No quise visitar la sala de reuniones donde se iniciara la lucha, pues me dijeron que lo que había allí bastaba para marear a los más valerosos de los luchadores, con lo que medité que mayormente me afectaría a mí que no lo era. Allí habían quedado muchísimos pobres compañeros, víctimas de las primeras descargas, requemados y cubiertos de sangre, formando el espectáculo de una horrorosa carnicería que a duras penas podía ser limpiada por un equipo de robotes, auxiliado por varios esclavos de estómago firme. Sentí en el alma la muerte de tanto inocente, y juro que combatí con toda mi fuerza aquella maligna vocecilla interior que me felicitaba por el gran beneficio que lograría al faltar tantos pobretes al reparto del tesoro.

Y no era menudo el tal incremento, porque la lucha con armas de rayo había estado a pique de dejar la nave vacía. De quinientos esclavos quedaban con vida ciento setenta y seis (y siete conmigo), y de los cincuenta malandrines de Luvieni, sólo éste y otros cuatro. Perecieron tres técnicos de la docena que había a bordo, y la clase más beneficiada vino a ser la de los astronautas, de los cuales (yo siempre sostuve que gracias a mi valerosa acción) ni uno sólo sufrió un rasguño.
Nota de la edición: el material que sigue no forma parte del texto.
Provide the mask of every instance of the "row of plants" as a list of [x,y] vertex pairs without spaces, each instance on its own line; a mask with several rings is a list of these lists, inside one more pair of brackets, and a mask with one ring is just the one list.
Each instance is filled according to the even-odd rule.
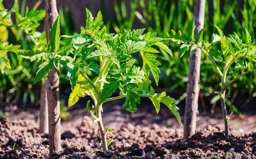
[[[106,135],[111,133],[112,130],[103,127],[101,118],[102,105],[106,102],[125,98],[124,108],[133,113],[137,104],[140,103],[140,98],[148,97],[152,101],[157,112],[159,110],[160,103],[162,103],[169,108],[182,124],[179,109],[175,105],[175,100],[166,96],[164,91],[155,92],[148,78],[150,72],[155,85],[158,85],[161,63],[155,54],[162,51],[166,52],[170,57],[172,56],[171,50],[162,42],[163,40],[173,41],[180,46],[178,58],[182,58],[183,54],[190,50],[199,48],[205,54],[205,60],[211,62],[211,68],[213,68],[212,70],[220,79],[220,87],[215,89],[218,91],[215,91],[217,96],[214,99],[220,99],[225,135],[229,138],[227,122],[229,116],[226,105],[230,93],[227,91],[231,90],[229,89],[232,88],[230,86],[236,81],[244,80],[243,78],[247,77],[245,76],[250,73],[254,73],[251,74],[255,75],[256,71],[256,48],[246,29],[244,30],[245,40],[235,33],[228,38],[222,30],[216,26],[218,34],[213,33],[212,39],[205,39],[204,30],[202,30],[198,34],[196,41],[193,37],[195,26],[193,21],[185,32],[171,30],[164,39],[156,37],[157,32],[146,32],[143,34],[145,29],[128,29],[122,33],[110,34],[103,24],[101,12],[94,19],[86,9],[87,24],[85,28],[81,27],[80,33],[61,35],[60,20],[58,17],[50,30],[50,42],[46,45],[44,40],[40,40],[45,38],[44,32],[36,31],[40,25],[38,21],[44,17],[45,11],[34,9],[29,11],[27,9],[23,17],[17,14],[20,19],[16,24],[11,24],[10,15],[16,12],[17,4],[14,4],[11,11],[2,11],[0,24],[5,27],[20,29],[35,46],[31,50],[23,48],[23,50],[29,50],[23,51],[20,49],[19,46],[13,46],[7,43],[2,43],[2,45],[1,43],[3,46],[1,48],[2,72],[5,72],[6,68],[10,68],[7,54],[11,51],[30,59],[31,62],[40,62],[33,81],[34,84],[46,76],[53,67],[61,70],[65,68],[72,90],[69,106],[75,104],[80,98],[90,96],[93,103],[91,104],[89,100],[85,106],[86,108],[85,111],[90,111],[94,122],[98,124],[103,150],[108,150],[111,141],[111,139],[107,141]],[[256,15],[252,20],[255,19]],[[62,44],[60,37],[64,39]],[[200,43],[202,44],[202,46],[197,44]],[[142,62],[141,68],[136,63],[139,55]],[[120,91],[120,95],[112,96],[117,90]],[[236,108],[233,106],[231,109],[236,111]]]
[[[3,0],[0,0],[0,105],[7,106],[10,111],[12,111],[12,109],[14,109],[12,111],[16,109],[21,102],[24,109],[30,103],[31,106],[38,106],[40,93],[38,88],[41,87],[40,83],[33,84],[40,63],[37,61],[31,62],[14,52],[40,48],[47,44],[45,32],[40,31],[43,29],[42,25],[45,16],[45,10],[37,10],[40,5],[38,2],[29,10],[26,7],[26,0],[22,1],[21,7],[19,6],[19,1],[15,0],[12,8],[8,11],[3,5]],[[60,7],[61,28],[62,32],[70,35],[71,18],[64,17],[70,14],[68,9],[65,10],[64,13]],[[68,79],[64,74],[65,72],[60,77],[63,86],[68,83]],[[64,89],[67,87],[61,88]],[[65,101],[65,97],[61,98]],[[63,115],[67,116],[67,112],[63,107],[65,104],[62,105]]]
[[[124,28],[137,27],[137,21],[134,24],[137,19],[141,22],[140,27],[145,27],[148,31],[157,31],[159,37],[168,38],[171,29],[180,30],[183,33],[187,32],[189,24],[193,21],[193,0],[190,0],[177,2],[137,0],[131,1],[130,6],[127,7],[124,1],[119,1],[115,7],[117,22],[107,23],[112,25],[107,28],[110,30],[112,28],[117,33],[123,33]],[[204,39],[213,40],[213,34],[218,31],[215,27],[216,25],[225,35],[236,33],[243,41],[246,40],[247,34],[244,28],[247,28],[247,31],[252,35],[252,40],[254,40],[255,28],[250,21],[254,14],[256,4],[253,1],[206,0]],[[131,11],[128,12],[128,10]],[[170,57],[162,49],[159,50],[160,54],[156,55],[162,64],[160,69],[164,72],[160,79],[160,87],[182,94],[186,91],[188,80],[188,50],[183,49],[181,51],[179,49],[180,44],[170,40],[163,42],[172,48],[174,56]],[[215,68],[207,55],[203,53],[201,59],[201,91],[204,96],[208,96],[220,88],[220,79],[214,71]],[[230,90],[231,96],[236,96],[241,92],[247,94],[249,99],[244,103],[245,105],[256,95],[254,93],[256,91],[255,79],[255,75],[251,74],[243,76],[243,80],[241,78],[236,81],[233,85],[233,89]],[[179,100],[185,96],[185,94],[182,96]]]
[[[0,2],[0,4],[1,10],[3,11],[4,9],[2,1],[2,0]],[[204,39],[210,41],[212,40],[211,35],[213,33],[217,31],[213,26],[213,24],[214,24],[223,30],[225,34],[235,32],[238,35],[242,37],[243,40],[245,40],[243,37],[245,37],[246,32],[242,28],[247,28],[248,32],[252,35],[252,38],[254,40],[255,37],[254,29],[252,27],[252,23],[249,22],[249,17],[253,15],[253,11],[254,10],[253,8],[255,6],[253,2],[244,0],[242,6],[236,1],[231,3],[230,1],[225,0],[225,3],[220,5],[221,2],[219,0],[214,2],[206,1],[205,21],[207,22],[205,23]],[[26,10],[25,3],[25,0],[22,1],[21,7],[19,8],[18,5],[18,0],[16,1],[14,4],[15,7],[13,7],[12,13],[24,19],[27,19],[25,17]],[[34,8],[36,9],[37,6],[38,4],[35,5]],[[157,31],[158,36],[160,37],[168,38],[169,36],[168,33],[170,32],[171,28],[175,30],[180,30],[182,33],[186,33],[189,24],[193,21],[193,0],[188,0],[187,2],[181,0],[176,2],[175,1],[169,2],[162,0],[150,0],[148,2],[144,0],[137,0],[130,1],[130,5],[128,7],[124,1],[119,1],[115,3],[115,6],[116,20],[113,22],[112,21],[105,19],[106,22],[107,31],[123,33],[124,28],[130,29],[136,28],[136,24],[134,24],[134,22],[135,19],[137,18],[141,22],[142,26],[146,28],[146,31],[154,32]],[[130,7],[130,9],[128,9],[129,7]],[[229,7],[229,9],[225,9],[228,7]],[[208,7],[212,7],[213,9],[207,9]],[[131,11],[128,12],[128,11],[130,9]],[[65,33],[66,35],[70,35],[74,33],[74,31],[70,29],[72,26],[70,26],[70,22],[72,20],[68,10],[67,9],[65,10],[67,11],[66,13],[63,13],[62,7],[59,8],[60,14],[62,15],[60,17],[61,22],[61,31]],[[5,10],[4,11],[6,11]],[[2,15],[4,14],[4,12],[2,12]],[[9,15],[8,16],[10,15]],[[159,18],[159,17],[161,18]],[[19,18],[17,18],[16,22],[12,21],[13,23],[16,24],[15,25],[5,23],[7,22],[4,22],[3,20],[1,20],[1,24],[0,24],[0,27],[2,28],[1,31],[1,34],[5,35],[1,36],[1,41],[9,41],[10,44],[15,43],[19,44],[21,45],[20,48],[25,50],[33,49],[34,42],[30,37],[34,31],[28,32],[28,29],[30,29],[29,27],[27,26],[27,28],[21,27],[20,25],[19,25],[20,20]],[[40,23],[38,23],[38,22],[36,25],[35,23],[35,24],[33,24],[35,25],[33,30],[35,30],[37,28],[35,27],[35,26],[38,26],[38,24],[42,23],[41,20],[38,20],[38,21]],[[140,25],[140,26],[141,25]],[[234,27],[231,28],[230,26]],[[7,28],[7,27],[9,29]],[[24,30],[24,29],[27,30],[27,31]],[[25,37],[22,36],[23,33],[29,32],[30,35],[28,35],[28,36]],[[38,36],[38,35],[36,34],[39,32],[35,33],[35,35]],[[37,40],[36,38],[35,39]],[[46,39],[44,40],[46,41]],[[161,75],[162,78],[160,79],[159,86],[183,93],[182,92],[185,91],[186,83],[187,81],[189,54],[182,51],[178,52],[179,44],[170,41],[166,40],[163,41],[163,42],[172,48],[174,55],[173,57],[170,57],[163,49],[159,50],[160,54],[155,55],[162,64],[160,66],[162,72]],[[46,42],[44,43],[46,44]],[[6,53],[4,53],[4,54],[6,54]],[[11,100],[12,99],[15,99],[15,97],[16,97],[16,99],[20,96],[23,97],[22,102],[24,108],[28,99],[30,99],[30,102],[32,102],[35,101],[38,102],[38,96],[34,95],[35,91],[34,89],[33,89],[32,83],[33,77],[35,77],[36,72],[36,66],[38,65],[39,63],[36,61],[30,63],[29,60],[18,57],[11,52],[8,54],[7,57],[8,59],[4,60],[10,60],[10,63],[13,69],[11,68],[12,67],[11,65],[6,65],[7,69],[5,72],[2,72],[0,74],[1,78],[3,79],[0,83],[1,86],[0,90],[0,102],[1,105],[4,105],[4,103],[5,105],[7,104],[7,99],[8,101]],[[139,64],[139,63],[137,62],[136,64]],[[22,63],[22,65],[20,65],[21,63]],[[33,68],[34,69],[28,70],[28,68]],[[219,83],[220,79],[216,72],[213,71],[214,69],[210,61],[207,59],[207,56],[203,54],[202,56],[202,71],[200,74],[202,82],[200,88],[202,92],[205,96],[211,95],[215,90],[220,88]],[[68,82],[68,79],[66,76],[62,76],[62,74],[60,77],[61,83],[66,84]],[[254,74],[249,74],[243,77],[243,80],[237,81],[233,85],[233,89],[231,90],[231,96],[236,96],[239,91],[247,94],[249,99],[247,102],[249,102],[249,100],[256,95],[254,93],[255,92],[254,83],[256,79],[255,77]],[[22,84],[22,87],[21,83]],[[65,85],[63,85],[63,87],[62,87],[62,88],[66,88],[66,87],[64,87]],[[185,95],[185,94],[184,94],[178,101],[182,100]],[[13,102],[16,103],[16,103],[17,102],[17,100],[13,100]],[[213,102],[214,101],[213,100],[212,102]],[[246,104],[246,103],[244,104],[244,105]]]

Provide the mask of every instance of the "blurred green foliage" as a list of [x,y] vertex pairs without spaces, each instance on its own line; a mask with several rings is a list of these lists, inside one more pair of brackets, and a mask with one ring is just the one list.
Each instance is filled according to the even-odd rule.
[[[29,10],[25,7],[25,1],[22,1],[20,8],[19,0],[16,0],[13,7],[8,11],[3,5],[3,0],[0,0],[0,27],[3,28],[0,31],[4,35],[0,41],[0,61],[3,66],[0,74],[1,106],[16,107],[20,97],[25,108],[28,99],[32,103],[38,101],[34,93],[40,92],[37,89],[40,90],[40,86],[32,85],[38,63],[31,62],[13,52],[46,45],[45,32],[36,31],[45,13],[44,10],[36,10],[35,8]],[[13,15],[15,21],[12,19]]]
[[[123,33],[124,28],[146,27],[146,31],[157,31],[158,36],[167,39],[171,29],[187,33],[187,28],[193,20],[194,1],[135,0],[130,1],[129,6],[126,1],[119,0],[115,7],[117,22],[107,23],[110,26],[107,28]],[[212,40],[213,33],[217,31],[214,27],[216,25],[223,30],[225,35],[235,32],[244,41],[246,35],[244,28],[246,28],[254,41],[255,28],[250,20],[254,13],[256,1],[207,0],[205,7],[204,39]],[[162,64],[161,69],[164,73],[161,76],[159,85],[162,88],[184,93],[188,80],[189,51],[184,52],[181,57],[180,45],[170,40],[164,42],[171,48],[174,56],[170,57],[162,49],[159,49],[161,53],[156,55]],[[220,89],[220,79],[211,62],[203,53],[201,65],[201,91],[204,96],[209,96]],[[229,90],[231,97],[235,97],[238,94],[247,94],[249,99],[246,102],[249,102],[256,96],[255,75],[247,74],[234,83],[232,90]],[[180,100],[185,97],[185,94]]]
[[[16,0],[13,7],[7,11],[0,0],[0,105],[11,102],[15,97],[22,96],[25,105],[28,99],[36,100],[34,95],[39,92],[40,83],[33,85],[39,63],[18,57],[13,52],[17,49],[31,50],[46,45],[45,33],[36,31],[37,27],[43,24],[43,10],[34,9],[29,10],[25,6],[25,0],[22,1],[20,8],[18,0]],[[157,31],[157,36],[168,37],[171,29],[182,33],[193,20],[193,0],[132,0],[116,1],[114,7],[114,20],[104,20],[109,33],[123,33],[124,29],[146,28],[146,32]],[[243,41],[245,40],[247,29],[253,41],[255,39],[255,28],[250,22],[256,9],[256,0],[214,0],[206,1],[204,37],[205,40],[212,40],[212,35],[216,33],[214,25],[223,31],[225,35],[235,32]],[[62,34],[72,35],[74,32],[72,18],[68,9],[60,7],[61,31]],[[40,20],[34,21],[32,16],[38,13]],[[45,13],[44,13],[45,14]],[[16,17],[15,21],[11,15]],[[104,16],[104,15],[103,15]],[[3,20],[3,17],[4,19]],[[25,20],[30,18],[29,24]],[[37,41],[38,43],[37,43]],[[173,57],[170,57],[164,50],[158,48],[160,53],[156,55],[161,63],[159,86],[162,88],[173,90],[184,93],[186,92],[189,72],[189,53],[187,51],[180,57],[179,44],[170,40],[163,41],[171,49]],[[61,41],[61,44],[65,41]],[[41,44],[42,45],[38,45]],[[69,82],[66,72],[61,73],[61,89],[64,89]],[[238,94],[248,94],[249,102],[256,96],[256,74],[247,74],[232,86],[230,95],[235,97]],[[200,88],[206,96],[212,94],[220,88],[219,77],[207,56],[202,54],[200,72]],[[153,86],[154,87],[154,86]],[[36,93],[37,93],[37,92]],[[185,97],[183,94],[182,98]],[[13,100],[15,104],[17,100]]]

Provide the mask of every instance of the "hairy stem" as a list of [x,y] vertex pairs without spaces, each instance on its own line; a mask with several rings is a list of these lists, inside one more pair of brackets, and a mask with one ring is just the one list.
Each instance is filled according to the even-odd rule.
[[82,75],[83,75],[83,77],[85,78],[85,79],[86,79],[86,80],[87,80],[88,82],[89,82],[90,85],[91,85],[92,87],[92,88],[93,88],[93,89],[94,89],[95,91],[96,91],[97,92],[98,92],[98,88],[96,87],[96,86],[95,85],[94,83],[93,83],[91,81],[90,78],[89,77],[88,77],[87,75],[86,75],[85,74],[83,71],[81,70],[80,70],[79,72],[81,74],[82,74]]
[[226,139],[229,138],[229,127],[227,125],[227,122],[229,120],[229,117],[227,115],[227,107],[226,106],[225,94],[226,91],[225,91],[221,93],[220,100],[221,101],[221,107],[222,108],[222,112],[223,115],[223,118],[224,119],[224,124],[225,125],[225,138]]
[[101,117],[101,108],[102,107],[102,104],[101,104],[96,107],[96,116],[97,117],[97,123],[99,125],[99,132],[101,137],[101,140],[102,140],[102,148],[105,152],[108,150],[108,143],[107,142],[107,138],[105,133],[104,126],[102,122],[102,118]]

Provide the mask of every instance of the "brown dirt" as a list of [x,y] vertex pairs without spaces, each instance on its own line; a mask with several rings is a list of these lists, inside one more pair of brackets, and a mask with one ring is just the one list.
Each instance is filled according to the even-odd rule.
[[72,120],[62,123],[63,150],[50,155],[47,134],[38,133],[38,109],[0,117],[1,158],[256,159],[255,115],[232,115],[227,140],[221,115],[199,115],[196,134],[185,141],[183,128],[165,107],[157,114],[146,101],[131,114],[123,111],[119,102],[103,106],[105,126],[113,131],[108,136],[114,136],[108,152],[94,142],[100,136],[97,125],[75,106],[69,110]]

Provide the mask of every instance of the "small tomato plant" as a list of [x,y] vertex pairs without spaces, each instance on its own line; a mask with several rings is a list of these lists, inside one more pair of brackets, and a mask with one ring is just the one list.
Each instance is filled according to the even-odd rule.
[[211,42],[203,39],[202,30],[199,32],[196,41],[198,43],[202,43],[202,47],[196,44],[193,39],[193,24],[189,26],[187,34],[182,34],[181,32],[176,33],[173,30],[171,34],[168,35],[169,37],[165,39],[182,44],[180,46],[181,56],[190,49],[193,50],[200,48],[213,64],[221,81],[220,90],[215,92],[217,95],[213,100],[216,101],[220,99],[224,119],[225,136],[228,139],[227,123],[233,111],[237,109],[233,105],[231,107],[231,113],[228,115],[226,102],[229,101],[229,93],[226,93],[226,91],[236,81],[242,79],[242,76],[256,71],[256,46],[252,42],[251,36],[246,29],[246,38],[245,43],[243,43],[236,33],[230,35],[230,38],[228,39],[221,30],[216,26],[219,35],[213,34]]
[[[165,92],[156,93],[150,85],[148,77],[152,72],[158,85],[158,66],[161,64],[152,53],[159,52],[153,47],[159,47],[170,55],[171,52],[166,46],[160,42],[162,39],[156,37],[156,33],[148,32],[142,35],[144,29],[129,30],[123,34],[108,34],[103,24],[100,11],[94,20],[87,9],[87,24],[81,27],[80,34],[72,36],[63,35],[67,38],[65,46],[60,47],[59,18],[58,17],[50,30],[51,41],[47,47],[41,50],[18,52],[18,54],[31,61],[42,60],[34,83],[38,82],[54,65],[65,68],[70,81],[72,92],[68,106],[74,105],[80,98],[90,96],[94,104],[88,100],[85,111],[90,111],[94,122],[98,124],[102,148],[108,150],[106,135],[111,129],[104,128],[101,113],[103,103],[125,98],[124,109],[133,113],[137,104],[140,103],[140,97],[148,97],[152,101],[158,113],[160,104],[166,105],[181,124],[179,109],[174,104],[175,100]],[[141,69],[135,65],[136,59],[132,54],[140,55],[143,60]],[[119,90],[120,95],[112,97],[112,94]]]

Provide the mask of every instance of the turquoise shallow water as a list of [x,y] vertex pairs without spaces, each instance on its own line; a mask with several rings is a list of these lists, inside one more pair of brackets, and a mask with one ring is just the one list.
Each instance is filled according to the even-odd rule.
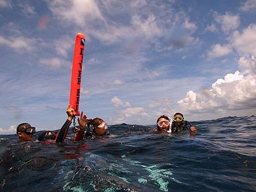
[[58,144],[1,135],[0,191],[256,191],[256,116],[193,124],[193,136],[122,124],[110,126],[114,137],[73,142],[69,132]]

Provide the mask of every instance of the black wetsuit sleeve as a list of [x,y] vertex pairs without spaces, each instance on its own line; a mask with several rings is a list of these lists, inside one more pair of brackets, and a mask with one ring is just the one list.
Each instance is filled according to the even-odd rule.
[[62,143],[64,141],[65,138],[66,137],[67,134],[68,133],[68,128],[69,128],[71,124],[71,121],[67,119],[60,131],[59,131],[58,135],[57,135],[55,140],[56,143]]

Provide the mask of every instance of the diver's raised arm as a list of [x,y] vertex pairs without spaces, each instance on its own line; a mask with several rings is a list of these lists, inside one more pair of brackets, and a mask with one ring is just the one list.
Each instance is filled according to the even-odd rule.
[[67,114],[68,115],[68,119],[64,123],[62,127],[59,131],[58,134],[56,138],[55,141],[56,143],[62,143],[64,142],[65,138],[68,134],[68,129],[71,124],[73,116],[75,115],[75,110],[73,108],[70,107],[70,104],[68,105],[67,108]]

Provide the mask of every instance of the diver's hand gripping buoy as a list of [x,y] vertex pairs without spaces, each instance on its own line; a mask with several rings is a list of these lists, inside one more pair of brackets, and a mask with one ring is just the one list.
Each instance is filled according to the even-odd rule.
[[75,110],[76,116],[80,115],[79,100],[80,98],[82,59],[84,53],[85,41],[85,36],[82,33],[78,33],[75,42],[69,97],[70,106]]

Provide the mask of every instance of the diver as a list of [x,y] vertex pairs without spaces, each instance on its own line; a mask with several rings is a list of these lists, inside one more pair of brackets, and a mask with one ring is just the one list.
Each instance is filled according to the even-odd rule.
[[189,130],[189,133],[196,134],[196,127],[188,121],[184,120],[183,115],[176,112],[174,115],[173,122],[171,124],[172,132],[181,132],[183,130]]
[[[101,136],[110,135],[108,131],[107,123],[101,118],[88,119],[86,115],[82,115],[82,112],[80,118],[79,118],[77,120],[80,126],[73,129],[73,132],[76,132],[75,141],[81,140],[84,137],[94,139]],[[85,130],[86,125],[88,127]]]
[[38,138],[39,141],[55,141],[57,134],[52,131],[46,131],[41,133]]
[[27,123],[19,124],[16,128],[16,133],[20,142],[29,141],[33,140],[33,135],[35,133],[35,128]]
[[[70,108],[70,105],[68,106],[67,114],[68,114],[68,119],[59,131],[57,134],[56,134],[53,131],[46,131],[39,135],[38,140],[47,140],[51,141],[52,143],[63,142],[68,133],[68,128],[69,128],[73,116],[75,114],[75,110]],[[31,127],[31,126],[27,123],[23,123],[19,124],[16,128],[16,133],[19,136],[19,141],[20,142],[32,141],[33,140],[33,135],[35,132],[35,127]]]
[[[69,116],[73,115],[75,110],[69,106],[67,110],[67,114]],[[84,139],[95,139],[104,135],[109,135],[108,131],[107,123],[101,118],[96,118],[93,119],[88,119],[86,115],[81,112],[80,117],[77,119],[79,126],[73,128],[73,132],[76,133],[75,141],[80,141]],[[87,129],[86,127],[87,126]]]
[[168,116],[163,115],[156,120],[157,128],[154,132],[171,133],[171,125],[172,124],[172,119]]

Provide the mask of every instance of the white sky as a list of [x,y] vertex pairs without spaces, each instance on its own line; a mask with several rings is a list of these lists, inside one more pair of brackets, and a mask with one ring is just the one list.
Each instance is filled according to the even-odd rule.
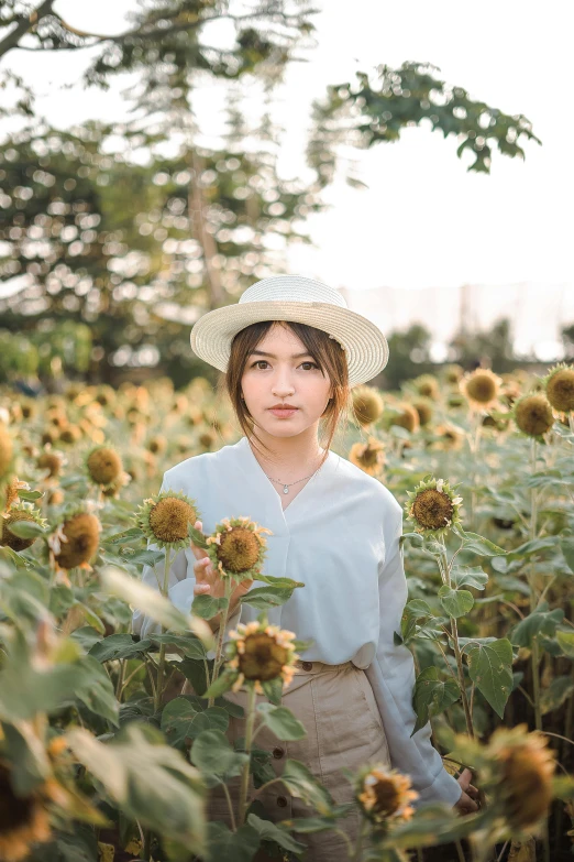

Alguno de estos supervivientes, sin embargo, no lo fue por mucho tiempo y éste es un triste pero necesario capítulo que quisiera dejar en el olvido. Por exigencia de todos los esclavos que salvaron sus vidas, y pienso que de los espíritus de los que no, el mayor Ranford Luvieni, antiguamente de los Guardias Espaciales de Sifán y sus cuatro compañeros, fueron puestos en el espacio sin estorbo de escafandra alguna. Giran sin duda allí eternamente, lejos de toda estrella o planeta, purgando el error de haber intentado traicionar y quitar la vida al esforzado Gabriel Luján de Garal y a sus dignos compañeros, a más de otros muchos crímenes.